A message someone posted to Facebook illustrates the absurdity of smearing critics of government programs for drawing some benefit from those programs: “Saying that Rand was a hypocrite for benefiting from social security . . . is like saying people who opposed communism were hypocrites for benefiting from government issue clothing.” Or, as I wrote a couple years ago, “According to the logic of [leftists], somebody standing in a Soviet bread line has no right to criticize Soviet bread lines, because he is after all waiting his turn for the bread.”

Consider the implications of the left’s smears. According to the left’s “logic,” the bigger the government program—the more wealth distribution it entails—the less legitimate is any criticism of the program. Today, we are forced to finance government roads, government schools, and myriad government “entitlement” and handout schemes. By the left’s “reasoning,” if a person drives on government roads (that he is forced to fund), sends his children to government schools (that he is forced to fund), or “benefits” from any government assistance program (that he is forced to fund), then he is a hypocrite for criticizing those programs. The implication is that, if the government forcibly confiscated every last cent of your income, making you dependent on the government for your every scrap of food and rag of clothing, you would have no moral right to criticize the government whatsoever.

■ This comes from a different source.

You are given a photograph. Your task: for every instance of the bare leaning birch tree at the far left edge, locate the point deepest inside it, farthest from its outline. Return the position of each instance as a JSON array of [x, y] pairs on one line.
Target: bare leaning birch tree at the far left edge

Such is the utter inanity of today’s left, which claims that the victims of government rights violations cannot complain about those violations because and to the extent that the victims are victimized.

Ayn Rand offered a retort to such absurdities in her 1966 essay, “The Question of Scholarships” (in the book The Voice of Reason). Although Rand here specifically addresses tax-subsidized scholarships, her reasoning applies to all cases of recouping some of one’s wealth taken for government programs:

The recipient of a public scholarship is morally justified only so long as he regards it as restitution and opposes all forms of welfare statism. Those who advocate public scholarships, have no right to them; those who oppose them, have. If this sounds like a paradox, the fault lies in the moral contradictions of welfare statism, not in its victims.

Since there is no such thing as the right of some men to vote away the rights of others, and no such thing as the right of the government to seize the property of some men for the unearned benefit of others—the advocates and supporters of the welfare state are morally guilty of robbing their opponents, and the fact that the robbery is legalized makes it morally worse, not better. The victims do not have to add self-inflicted martyrdom to the injury done to them by others; they do not have to let the looters profit doubly, by letting them distribute the money exclusively to the parasites who clamored for it. Whenever the welfare-state laws offer them some small restitution, the victims should take it.

Contrary to the smears of the left, there is no contradiction or lack of integrity in condemning a rights-violating government program that one is forced to finance, while simultaneously recouping some benefit from that program. To forego the opportunity to recoup some of one’s stolen money would be to compound the injustice.

The victims of right-violating government programs should proudly and righteously condemn those programs—and seek to minimize the injustice of the programs by recouping whatever value they can from them. Far from hypocrisy, this is an act of integrity: recognizing the full truth and upholding one’s principles accordingly.